PERFILES > MARíA INéS LONA

Nadar para salvarse

 Por Marisa Avigliano

No iba a tener que hacer fuego con sus propias manos, ni escribir SOS en la arena, su naufragio iba a ser breve: sólo tenía que nadar para salvarse, nadar para alejarse del barco que iba a matarla. El crucero más lujoso de Italia al que había subido con sus dos hijas era ahora su verdugo, o se la tragaba con él o la aplastaba con la ferocidad de sus más de cien mil toneladas.

Con los zapatos puestos (voy a lastimar mis pies si me los saco, pensó desde los dos o tres metros de altura desde donde se tiró) nadó mirando hacia atrás esperando que el barco no la chupara y quizá, como la protagonista que cae al océano y flota a la deriva en La promesa, la novela de Silvina Ocampo, pidiéndole algo a Santa Rita, la santa de lo imposible. Sana y a salvo pisando su natal tierra mendocina, la náufraga del crucero, María Inés Lona de Abalos, una mujer de setenta y dos años, jueza penal de menores, tituló sin saberlo la noticia italiana cuando contó que el capitán estaba “enfiestado” y le dijo a cualquiera que le acercara un micrófono que no había tenido miedo porque sus hijas –una de ellas con movilidad reducida a causa de un accidente– estaban en un bote cuando ella se tiró al agua, pero también aclaró que hubiera tenido “una conducta casi salvaje” si no hubiera podido ponerlas a salvo.

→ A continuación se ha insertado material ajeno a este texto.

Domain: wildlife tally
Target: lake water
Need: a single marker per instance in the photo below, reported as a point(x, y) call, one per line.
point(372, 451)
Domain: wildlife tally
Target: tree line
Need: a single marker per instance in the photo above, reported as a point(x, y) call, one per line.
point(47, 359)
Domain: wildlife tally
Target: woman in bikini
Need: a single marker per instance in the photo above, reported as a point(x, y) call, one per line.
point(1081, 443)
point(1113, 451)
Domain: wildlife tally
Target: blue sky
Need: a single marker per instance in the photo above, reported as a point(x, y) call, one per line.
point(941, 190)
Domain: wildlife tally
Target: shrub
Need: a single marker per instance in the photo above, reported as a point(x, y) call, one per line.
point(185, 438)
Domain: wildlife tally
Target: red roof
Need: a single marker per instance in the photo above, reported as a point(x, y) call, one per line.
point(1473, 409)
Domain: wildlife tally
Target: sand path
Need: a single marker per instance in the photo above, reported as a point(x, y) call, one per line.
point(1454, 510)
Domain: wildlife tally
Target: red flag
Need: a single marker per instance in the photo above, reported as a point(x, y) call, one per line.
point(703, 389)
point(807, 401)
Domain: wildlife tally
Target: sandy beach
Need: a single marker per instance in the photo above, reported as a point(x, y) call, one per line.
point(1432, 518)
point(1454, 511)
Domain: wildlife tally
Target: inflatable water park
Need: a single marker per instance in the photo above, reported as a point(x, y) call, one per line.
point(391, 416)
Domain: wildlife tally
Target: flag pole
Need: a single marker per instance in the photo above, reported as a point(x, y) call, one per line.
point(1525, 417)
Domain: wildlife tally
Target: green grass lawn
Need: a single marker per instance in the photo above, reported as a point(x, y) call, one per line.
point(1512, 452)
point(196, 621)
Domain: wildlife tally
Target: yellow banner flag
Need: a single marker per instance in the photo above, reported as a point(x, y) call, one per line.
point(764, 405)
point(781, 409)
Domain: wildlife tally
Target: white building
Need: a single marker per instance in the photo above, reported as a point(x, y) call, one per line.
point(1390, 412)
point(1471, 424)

Hazañas de madre como la de Belle Rosen (Shelley Winters), que nada más allá de sus fuerzas –y muere a pesar de haber sido nadadora en su juventud– para destrabar el camino por el que se salvarán sus compañeros en La aventura del Poseidón. Otra mujer, Valentina Capuano, una pasajera del trágico Costa Concordia, volvió a vivir cerca de la Isla del Giglio, en el mar Tirreno, la historia de su abuela María, una sobreviviente del Titanic (que Suzy Amis, la nieta en la ficción de Gloria Stuart –la anciana del medallón de Titanic, la Kate Winslet vieja– se prepare para protagonizar). No es ninguna novedad que el océano siempre provee historias y así como Robinson Crusoe acaparó todos los mares de la infancia, muchas nuevas Honoratas de Wan Guld, marineras del siglo XXI están dispuestas a acaparar todas las aguas incluso si hay que cruzarlas a nado. Valen como ejemplo la norteamericana Abigail Sunderland, que a los dieciséis años quedó a la deriva hasta que fue rescatada por un buque francés en el Océano Indico cuando el velero en el que viajaba en solitario perdió el mástil, o la australiana Jessica Watson, que también a los dieciséis años y en solitario dio la vuelta al mundo durante doscientos diez días.

Escribió Silvina Ocampo en su novela oceánica “El mar desviste a las personas como si tuviese enamoradas manos”; muchas otras historias dan cuenta de ese enamoramiento, no es difícil imaginarlas reales. Allí están las sirenas y las pelotas Wilson (Chuck Noland, el náufrago que interpreta Hanks puede dar cuenta de eso). Después del Lycidas de Milton, John Gross destaca la canción de amor del almirante Alasdair Tahsley hacia su adorada Elizabeth Avergaast, a quien conoció en un lugar no muy lejano a los acantilados de Dover, donde según contaban los marineros vivía el espíritu de su mujer. Allí se habían celebrado muchos años antes las nupcias que encadenaban para siempre a una doncella de diecinueve años –la tez del color de la espuma que la recibiría–, que asistió a su propia boda con una túnica de tonalidad isabelina (se insistiría después en que estaba embarazada de Barnaby Hull, una especie de truhán de puntería implacable) y unas sandalias de sarracena, y al viejo capitán del Goliath, de cincuenta y cinco años, magro, mustio, con unos bigotes embriagados y un aliento de perro seguidor, y hasta con pata de palo.

El fémur humano con que lo golpeó en la cabeza antes de tirarlo (o la maza de obsidiana traída de México con la que insisten otros que lo hizo) siguen siendo, tantos siglos después, secretos que alguna vez nos revelarán los oceanógrafos o los cineastas codiciosos.